When Puebla is Mexico’s Arequipa, Guanajuato must be its Cuzco or Potosi. Cuzco because it’s all built up against a mountain wall, a warren of little steep streets and unexpected vistas. And Potosi because of its silver mining connection of course. I stayed for two nights in the Valenciana neighbourhood (a splurge at the Casa Estrella de la Valenciana) and had the best views from my room and even better ones from the bathroom. The city lies in a “bowl” (somewhere I read it’s a ravine) between mountain tops, just like a smallish La Paz. I am throwing in all kinds of Peruvian and Bolivian comparisons, as Guanajuato resembles those countries more than the rest of Central Mexico which is very Spanish-colonial/westernized.
The prettiest building in town is the Teatro Juarez.
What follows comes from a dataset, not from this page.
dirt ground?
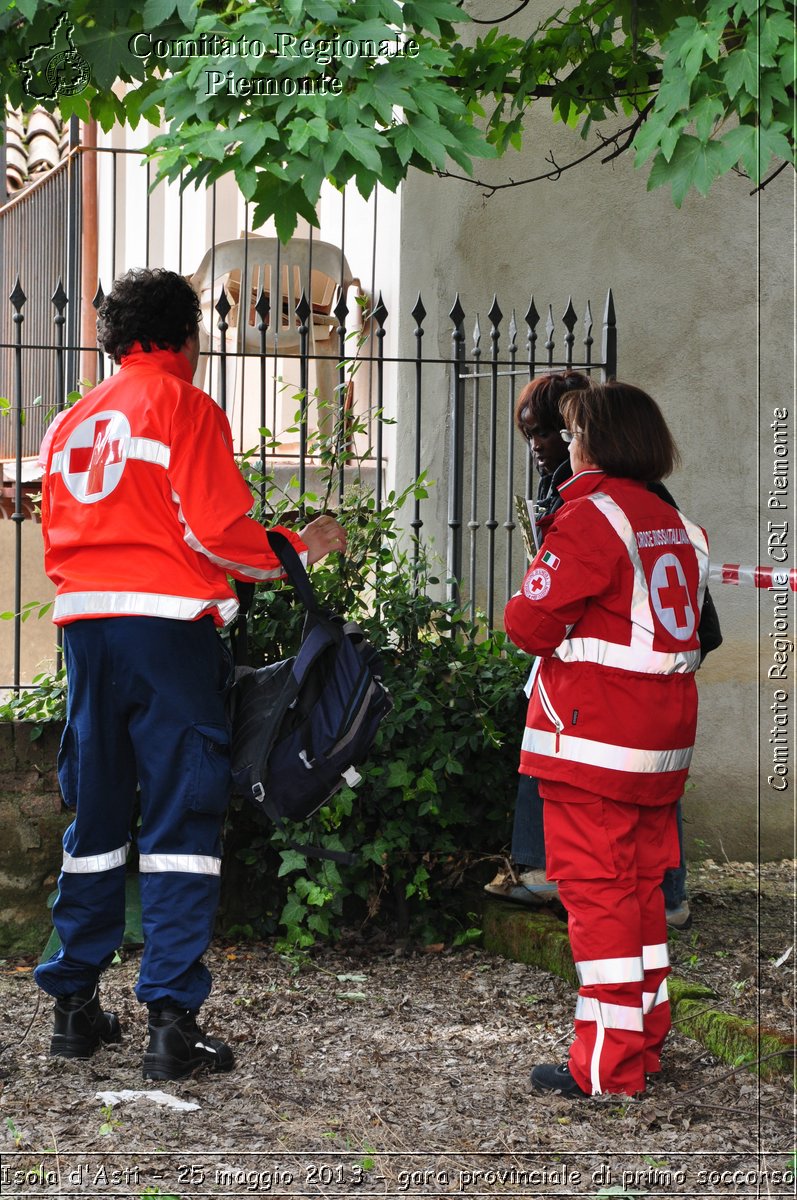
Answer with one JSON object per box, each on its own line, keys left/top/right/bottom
{"left": 0, "top": 860, "right": 794, "bottom": 1200}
Sorry, another comparison comes to mind: the Teatro Tomas Terry in Cienfuegos (Cuba), another opulent turn-of-the-century theatre. Teatro Juarez is open to the general public, and for a fee of 35 pesos for entrance + 30 pesos camera fee you can visit several of the rooms and of course the main stage hall. Its decoration is Moorish-influenced, very nice.
I finished my visit at the obscure Mummy Museum. It lies on the outskirts of town, probably outside of the borders of the WHS. It's quite a tourist attraction with over 100 "mummified" (dried out) corpses on display taken from the general cemetery when their families could not pay the grave taxes anymore. It's a bit of a gimmick. I did feel bad about it, think of your dead grandparents being displayed like this in their nightgowns.
Guanajuato also is a university city, which results in a young crowd and many cheap eateries & cafés. I did see less of a Mexican middle class here, which was so prominent in Mexico City and Queretaro - occupying the terraces of restaurants or drinking expensive coffees.